By THOMAS L. FRIEDMAN
New York Times 12/13/06

I recently attended an Asia Society education seminar in Beijing, during which
we heard Chinese educators talk about their “new national strategy.” It’s to
make China an “innovation country” — with enough indigenous output to advance
China “into the rank of innovation-oriented countries by 2020,” as Shang Yong,
China’s vice minister of science and technology, put it.

I listened to this with mixed emotions. Part of me said: “Gosh, wouldn’t it be
nice to have a government that was so focused on innovation — instead of one
that is basically anti-science.” My other emotion was skepticism. Oh, you know
the line: Great Britain dominated the 19th century, America dominated the 20th
and now China is going to dominate the 21st. It’s game over.

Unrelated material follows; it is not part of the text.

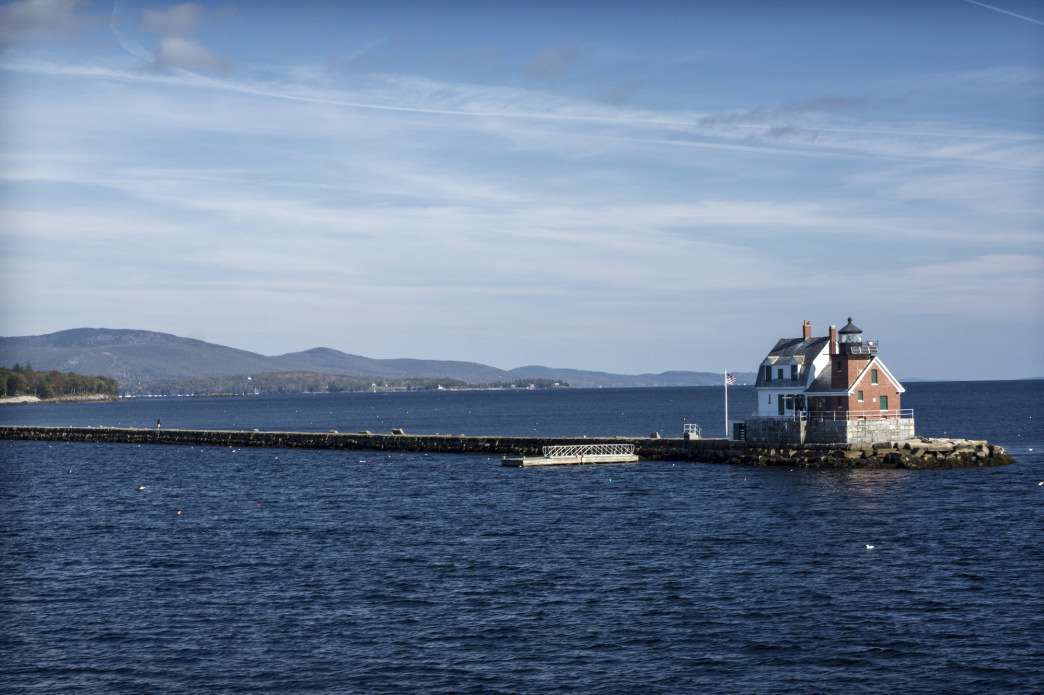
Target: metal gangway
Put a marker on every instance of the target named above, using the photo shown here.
(576, 454)
(691, 431)
(589, 452)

Sorry, but I am not ready to cede the 21st century to China yet.

No question, China has been able to command an impressive effort to end
illiteracy, greatly increasing its number of high school grads and new
universities. But I still believe it is very hard to produce a culture of
innovation in a country that censors Google — which for me is a proxy for
curtailing people’s ability to imagine and try anything they want. You can
command K-12 education. But you can’t command innovation. Rigor and competence,
without freedom, will take China only so far. China will have to find a way to
loosen up, without losing control, if it wants to be a truly innovative nation.

But while China can’t thrive without changing a lot more, neither can we. Ask
yourself this: If the Iraq war had not dominated our politics, what would our
last election have been about? It would have been about this question: Why
should any employer anywhere in the world pay Americans to do highly skilled
work — if other people, just as well educated, are available in less developed
countries for half our wages?

If we can’t answer this question, in an age when more and more routine work can
be digitized, automated or off shored, including white-collar work, “it is hard
to see how, over time, we are going to be able to maintain our standard of
living,” says Marc Tucker, who heads the National Center on Education and the
Economy.

There is only one right answer to that question: In a globally integrated
economy, our workers will get paid a premium only if they or their firms offer
a uniquely innovative product or service, which demands a skilled and creative
labor force to conceive, design, market and manufacture — and a labor force
that is constantly able to keep learning. We can’t go on lagging other major
economies in every math/science/reading test and every ranking of Internet
penetration and think that we’re going to field a work force able to command
premium wages. Freedom, without rigor and competence, will take us only so far.

Tomorrow, Mr. Tucker’s organization is coming out with a report titled “Tough
Choices or Tough Times,” which proposes a radical overhaul of the U.S.
education system, with one goal in mind: producing more workers — from the
U.P.S. driver to the software engineer — who can think creatively.

“One thing we know about creativity is that it typically occurs when people who
have mastered two or more quite different fields use the framework in one to
think afresh about the other,” said Mr. Tucker. Thus, his report focuses on
“how to make that kind of thinking integral to every level of education.”

That means, he adds, revamping an education system designed in the 1900s for
people to do “routine work,” and refocusing it on producing people who can
imagine things that have never been available before, who can create ingenious
marketing and sales campaigns, write books, build furniture, make movies and
design software “that will capture people’s imaginations and become
indispensable for millions.”

That can’t be done without higher levels of reading, writing, speaking, math,
science, literature and the arts. We have no choice, argues Mr. Tucker, because
we have entered an era in which “comfort with ideas and abstractions is the
passport to a good job, in which creativity and innovation are the key to the
good life” and in which the constant ability to learn how to learn will be the
only security you have.

Economics is not like war. It can be win-win. We, China, India and Europe can
all flourish. But the ones who flourish most will be those who develop the best
broad-based education system, to have the most people doing and designing the
most things we can’t even imagine today. China still has to make some very big
changes to get there — but so do we.